Премьера через две недели, уже готовы афиши — «Стреляйте, не целясь!». Репетируем в запертом зале, каждый день до двенадцати, директор протер себе лоб о замочные скважины. Если отбросить все трюки, то смысл получится такой: двое ученых, друзья, но один благородный, а другой завистник. Завидует таланту, успеху, красивой жене — всему. Готовится опасный опыт. Во время опыта завистник чего-то такое подстраивает и благородный гибнет. Но сработано чисто, винить некого, и завистник занимает его место, и вся слава тоже, конечно, ему. Все забывают, одна жена не успокаивается и, отчаявшись притянуть завистника к суду, сама стреляет в него из револьвера, как и обещано в названии, не целясь. Я как-то спросил Салевича, зачем ему понадобился Карпинский, неужели Всеволод сам не смог бы выдумать все эти страсти, и даже похлеще. Он постучал мне костяшками в лоб и прокричал: «А документальность? а подлинность? Это же мемуары, это было, голова ты садовая». — «Враки это все, а не мемуары», — хотел сказать я, но, слава богу, удержался. Он и так во мне разочарован, а тут бы… Нет, нельзя его сейчас раздражать.

15 апреля.

Наконец-то купил пиджак.
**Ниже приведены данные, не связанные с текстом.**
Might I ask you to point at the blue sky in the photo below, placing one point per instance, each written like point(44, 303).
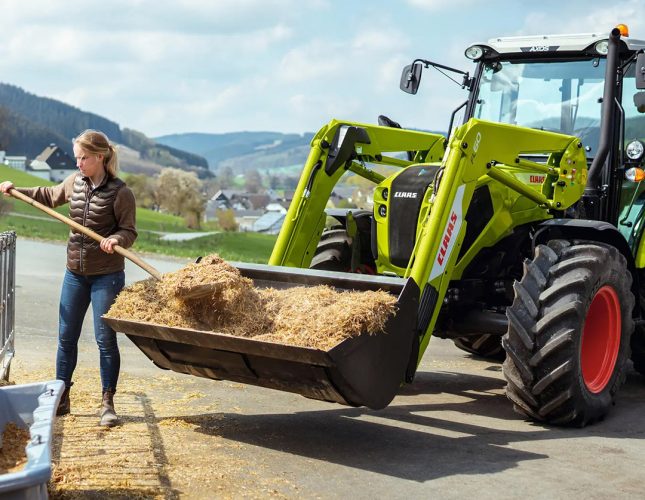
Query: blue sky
point(164, 67)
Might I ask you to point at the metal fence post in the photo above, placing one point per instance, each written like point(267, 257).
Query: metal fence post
point(7, 300)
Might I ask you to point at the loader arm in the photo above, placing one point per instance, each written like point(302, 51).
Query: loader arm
point(482, 151)
point(357, 144)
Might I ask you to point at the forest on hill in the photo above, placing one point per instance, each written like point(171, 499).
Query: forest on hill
point(29, 123)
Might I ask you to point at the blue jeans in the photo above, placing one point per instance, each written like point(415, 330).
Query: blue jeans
point(77, 294)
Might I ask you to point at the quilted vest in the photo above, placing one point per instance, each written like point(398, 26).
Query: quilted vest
point(93, 208)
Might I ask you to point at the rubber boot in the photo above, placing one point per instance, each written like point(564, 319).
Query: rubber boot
point(64, 406)
point(108, 414)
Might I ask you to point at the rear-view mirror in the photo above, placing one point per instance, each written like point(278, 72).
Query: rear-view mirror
point(639, 101)
point(411, 77)
point(640, 71)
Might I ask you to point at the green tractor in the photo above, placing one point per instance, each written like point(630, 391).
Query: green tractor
point(519, 237)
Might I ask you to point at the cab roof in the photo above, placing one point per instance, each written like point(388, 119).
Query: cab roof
point(555, 43)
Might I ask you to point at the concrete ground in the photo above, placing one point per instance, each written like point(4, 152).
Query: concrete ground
point(451, 434)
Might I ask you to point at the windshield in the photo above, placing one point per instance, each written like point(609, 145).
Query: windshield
point(555, 96)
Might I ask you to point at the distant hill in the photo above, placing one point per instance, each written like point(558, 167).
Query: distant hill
point(243, 151)
point(29, 123)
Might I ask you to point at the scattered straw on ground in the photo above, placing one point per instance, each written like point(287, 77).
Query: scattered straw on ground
point(12, 448)
point(318, 317)
point(168, 445)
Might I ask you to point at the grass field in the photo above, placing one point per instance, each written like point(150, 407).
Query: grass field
point(29, 222)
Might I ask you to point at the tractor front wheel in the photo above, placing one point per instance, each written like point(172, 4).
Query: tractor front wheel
point(568, 339)
point(334, 251)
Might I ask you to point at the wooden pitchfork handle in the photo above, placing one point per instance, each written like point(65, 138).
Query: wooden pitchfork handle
point(88, 232)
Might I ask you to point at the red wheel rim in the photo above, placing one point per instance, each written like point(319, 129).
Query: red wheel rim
point(601, 339)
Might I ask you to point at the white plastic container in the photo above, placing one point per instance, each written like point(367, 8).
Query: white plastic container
point(30, 406)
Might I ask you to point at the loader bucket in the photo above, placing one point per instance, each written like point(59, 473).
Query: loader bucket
point(361, 371)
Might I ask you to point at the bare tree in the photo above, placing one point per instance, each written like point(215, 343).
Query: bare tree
point(253, 181)
point(180, 193)
point(226, 220)
point(144, 189)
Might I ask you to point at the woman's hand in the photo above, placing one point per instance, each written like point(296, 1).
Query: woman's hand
point(5, 187)
point(107, 244)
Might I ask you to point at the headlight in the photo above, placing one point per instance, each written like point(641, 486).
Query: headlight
point(474, 52)
point(635, 174)
point(635, 150)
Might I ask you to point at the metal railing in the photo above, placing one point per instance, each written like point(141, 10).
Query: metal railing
point(7, 300)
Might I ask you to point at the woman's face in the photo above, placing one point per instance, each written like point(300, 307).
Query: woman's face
point(90, 165)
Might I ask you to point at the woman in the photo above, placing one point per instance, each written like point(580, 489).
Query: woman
point(95, 273)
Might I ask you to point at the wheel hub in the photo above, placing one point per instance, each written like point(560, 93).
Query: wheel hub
point(601, 339)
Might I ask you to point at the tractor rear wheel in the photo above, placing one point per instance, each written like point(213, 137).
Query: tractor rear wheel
point(485, 346)
point(638, 350)
point(568, 339)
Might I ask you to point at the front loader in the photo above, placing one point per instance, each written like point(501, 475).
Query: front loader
point(519, 236)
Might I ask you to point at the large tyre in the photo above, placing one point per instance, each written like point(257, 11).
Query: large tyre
point(638, 350)
point(568, 340)
point(334, 251)
point(485, 346)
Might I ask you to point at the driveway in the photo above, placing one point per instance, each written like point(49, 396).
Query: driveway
point(450, 434)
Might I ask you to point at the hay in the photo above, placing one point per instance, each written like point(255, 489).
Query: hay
point(318, 317)
point(13, 456)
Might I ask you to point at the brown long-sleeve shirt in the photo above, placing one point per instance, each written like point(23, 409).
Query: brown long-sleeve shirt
point(108, 209)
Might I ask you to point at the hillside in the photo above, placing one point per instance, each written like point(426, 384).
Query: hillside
point(29, 123)
point(243, 151)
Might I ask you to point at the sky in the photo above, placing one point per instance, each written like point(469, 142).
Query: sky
point(165, 67)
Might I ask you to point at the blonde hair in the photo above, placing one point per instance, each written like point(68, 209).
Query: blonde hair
point(97, 143)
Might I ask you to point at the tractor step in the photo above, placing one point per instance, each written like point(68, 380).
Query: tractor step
point(366, 370)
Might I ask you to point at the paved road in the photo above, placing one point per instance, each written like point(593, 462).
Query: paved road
point(451, 434)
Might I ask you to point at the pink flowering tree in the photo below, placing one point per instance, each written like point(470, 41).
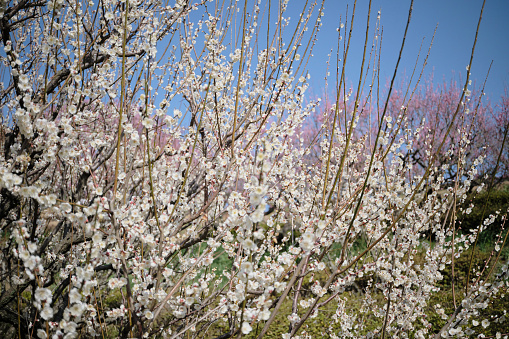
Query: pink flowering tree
point(144, 142)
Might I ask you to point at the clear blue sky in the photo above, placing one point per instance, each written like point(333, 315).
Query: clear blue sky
point(457, 22)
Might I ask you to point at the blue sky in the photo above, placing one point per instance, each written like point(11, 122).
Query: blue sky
point(457, 22)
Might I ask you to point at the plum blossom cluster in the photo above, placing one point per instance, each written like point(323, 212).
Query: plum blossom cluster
point(157, 180)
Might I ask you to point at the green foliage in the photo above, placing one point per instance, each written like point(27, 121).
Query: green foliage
point(486, 204)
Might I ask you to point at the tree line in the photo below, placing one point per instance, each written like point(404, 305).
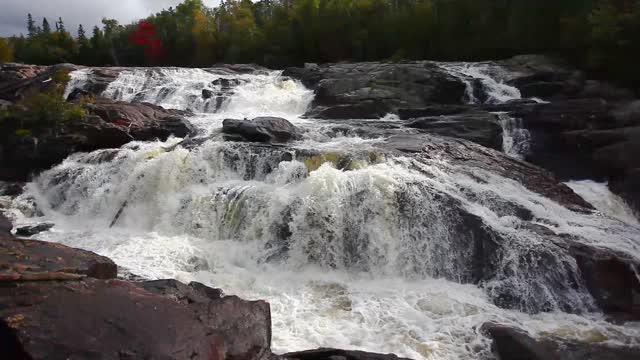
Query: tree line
point(599, 35)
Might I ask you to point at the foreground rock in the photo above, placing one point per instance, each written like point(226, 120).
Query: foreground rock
point(260, 129)
point(108, 124)
point(370, 90)
point(62, 303)
point(335, 354)
point(510, 343)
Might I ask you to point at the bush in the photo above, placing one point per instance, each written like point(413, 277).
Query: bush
point(43, 112)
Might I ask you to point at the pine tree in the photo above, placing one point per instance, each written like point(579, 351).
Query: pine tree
point(46, 28)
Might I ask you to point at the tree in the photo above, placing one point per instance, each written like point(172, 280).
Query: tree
point(31, 26)
point(6, 53)
point(46, 28)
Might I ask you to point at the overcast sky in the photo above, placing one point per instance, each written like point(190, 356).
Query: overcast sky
point(13, 13)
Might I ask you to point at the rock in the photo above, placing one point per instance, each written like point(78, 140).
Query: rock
point(5, 225)
point(510, 343)
point(363, 110)
point(260, 129)
point(207, 94)
point(33, 229)
point(611, 280)
point(17, 79)
point(366, 90)
point(118, 319)
point(11, 188)
point(479, 127)
point(109, 124)
point(335, 354)
point(585, 139)
point(463, 152)
point(143, 121)
point(28, 260)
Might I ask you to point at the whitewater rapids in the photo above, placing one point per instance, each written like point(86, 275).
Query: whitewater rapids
point(194, 215)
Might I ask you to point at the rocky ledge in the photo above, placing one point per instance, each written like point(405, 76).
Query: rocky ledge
point(58, 302)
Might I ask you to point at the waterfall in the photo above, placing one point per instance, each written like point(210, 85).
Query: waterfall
point(352, 245)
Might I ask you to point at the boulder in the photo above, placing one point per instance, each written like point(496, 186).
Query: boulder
point(143, 121)
point(335, 354)
point(32, 260)
point(5, 225)
point(31, 230)
point(367, 90)
point(108, 124)
point(510, 343)
point(117, 319)
point(260, 129)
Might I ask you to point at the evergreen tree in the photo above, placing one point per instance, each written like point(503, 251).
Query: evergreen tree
point(31, 26)
point(46, 28)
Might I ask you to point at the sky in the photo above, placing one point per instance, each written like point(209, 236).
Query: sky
point(13, 13)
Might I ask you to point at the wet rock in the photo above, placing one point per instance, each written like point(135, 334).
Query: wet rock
point(11, 188)
point(143, 121)
point(5, 225)
point(261, 129)
point(31, 230)
point(109, 124)
point(364, 110)
point(611, 279)
point(335, 354)
point(207, 94)
point(462, 152)
point(510, 343)
point(29, 260)
point(479, 127)
point(387, 86)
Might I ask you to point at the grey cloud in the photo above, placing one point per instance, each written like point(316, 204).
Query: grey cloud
point(13, 13)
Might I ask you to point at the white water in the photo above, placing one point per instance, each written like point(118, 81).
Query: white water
point(487, 80)
point(599, 195)
point(374, 261)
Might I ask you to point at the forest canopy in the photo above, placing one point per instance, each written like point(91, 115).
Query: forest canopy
point(599, 35)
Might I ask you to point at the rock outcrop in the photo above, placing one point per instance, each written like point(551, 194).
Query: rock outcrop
point(108, 124)
point(370, 90)
point(260, 129)
point(510, 343)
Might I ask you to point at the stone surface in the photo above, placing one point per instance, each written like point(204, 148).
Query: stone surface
point(335, 354)
point(510, 343)
point(25, 260)
point(260, 129)
point(366, 90)
point(31, 230)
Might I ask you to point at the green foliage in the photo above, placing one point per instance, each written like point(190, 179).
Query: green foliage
point(6, 52)
point(43, 112)
point(598, 34)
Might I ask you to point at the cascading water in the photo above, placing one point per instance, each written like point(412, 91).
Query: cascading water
point(377, 256)
point(485, 84)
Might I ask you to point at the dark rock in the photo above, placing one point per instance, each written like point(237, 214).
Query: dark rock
point(27, 260)
point(510, 343)
point(11, 188)
point(363, 110)
point(109, 125)
point(434, 110)
point(207, 94)
point(261, 129)
point(143, 121)
point(31, 230)
point(385, 86)
point(462, 152)
point(5, 225)
point(479, 127)
point(335, 354)
point(611, 280)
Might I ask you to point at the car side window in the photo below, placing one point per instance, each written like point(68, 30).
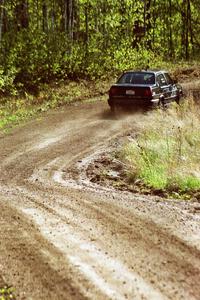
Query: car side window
point(168, 78)
point(161, 80)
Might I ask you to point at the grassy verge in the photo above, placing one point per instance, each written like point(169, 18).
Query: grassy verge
point(15, 110)
point(166, 155)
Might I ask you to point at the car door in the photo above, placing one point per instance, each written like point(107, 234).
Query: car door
point(165, 88)
point(172, 88)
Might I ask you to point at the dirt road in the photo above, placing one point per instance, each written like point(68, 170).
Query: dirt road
point(63, 237)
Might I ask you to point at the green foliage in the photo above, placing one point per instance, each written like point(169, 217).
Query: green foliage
point(44, 40)
point(167, 157)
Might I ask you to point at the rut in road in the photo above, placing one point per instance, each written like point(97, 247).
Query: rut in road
point(66, 239)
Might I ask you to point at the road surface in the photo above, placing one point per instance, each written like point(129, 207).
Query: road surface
point(63, 237)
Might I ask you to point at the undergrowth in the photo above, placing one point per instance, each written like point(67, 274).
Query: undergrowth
point(15, 110)
point(166, 155)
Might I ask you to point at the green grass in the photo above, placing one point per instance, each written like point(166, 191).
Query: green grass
point(166, 154)
point(15, 110)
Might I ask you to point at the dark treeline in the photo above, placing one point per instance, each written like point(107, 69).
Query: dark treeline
point(42, 40)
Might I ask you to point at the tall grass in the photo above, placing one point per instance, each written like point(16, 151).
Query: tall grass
point(166, 154)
Серенький, в едва заметную клетку, запасные пуговки пришиты внутри, и к брюкам подходит — да в таком пиджаке!.. В таком пиджаке я полез менять шторы, сорвался и, падая, вырвал полрукава. Все же лишь такая ничтожная и мелкая натура, как я, может приходить в такое отчаяние из-за какого-то паршивого пиджака.

16 апреля.

Дядя Филипп сказал, что у поэта не может быть глубины души — он ее постоянно выворачивает наверх, наружу.

19 апреля.

АП. сегодня целый час хохотала как помешанная — я попросил ее выйти за меня замуж.

21 апреля.

Ну хватит, давай поговорим спокойно. Разве можно так ненавидеть собственную дочь, как говорит Л.П. А тем более себя самого? Уж так ли ты плох, подумай. Некрасив, да, близорук, прыщи на лбу, мелковат подбородок, но не безобразен же, нет! Посмотри кругом, сколько есть хуже тебя — лысых, косых, беззубых, с бородавками, с диким мясом на лице, с кривыми носами — ну что, полегчало? А что фигурой не вышел, так и это не страшно — много ли ты видел Геркулесов не в кино и не на журнальных обложках? Голова могла бы быть, конечно, получше, так называемый котелок, чтобы варил безотказно, но и это, если подумать, не страшно, это даже вредно бывает для счастья. Почитай-ка «Горе от ума» или посмотри на дядю Филиппа — много ли ему счастья от его головы? Ну, а мучения все твои — разберись, из-за чего они, из какого пальца высосаны. Что не любит тебя никто, так это вздор, любят, есть такие, а ведь тебе надо, чтобы всякий встречный перед тобой рассыпался, — ну, не гадость ли это? Можно ли этим мучиться? Кто они, эти встречные, — вахтеры, гардеробщики, кладовщики, парикмахеры? Стыдитесь, сударь. Или несовершенство мира тебе докучает, от общего неустройства корчишься? А ты бы не корчился, а шел бы и исправлял понемножку, где тебе по силам — чего проще. Ну, а то, что в службу тебя никто не берет, что некому предаться целиком душой и потрохами, так сам ты кто такой еще, чтобы кому-то предаваться, велики ли твои потроха? Нет, мой милый, хватит тебе дергаться, хватит зарываться. Сядь спокойно, передохни, погляди вперед назад, помаши рукой дорогому детству — пора уже, сколько можно. Посидел? Помахал? А теперь вставай и иди дальше. И все тебе будет, красавец, и дальняя дорога, и важные хлопоты, и червонная дама, и трефовый король, только ручку золоти время от времени, не забывай.

21 апреля.

Ах, как хорошо, как ловко да складно все выходит у меня на бумаге! Так бы и сплющился, так бы и заполз на эти листочки крохотной буковкой. И пошла бы у меня складная да расписная буквенная жизнь, а так…

25 апреля.

Завтра, завтра премьера! Что-то будет? Если провалимся… Мне на все плевать, на всех, не жалко ни Салевича, ни себя, но Л.П! Бедная Л.П.

Загрузка...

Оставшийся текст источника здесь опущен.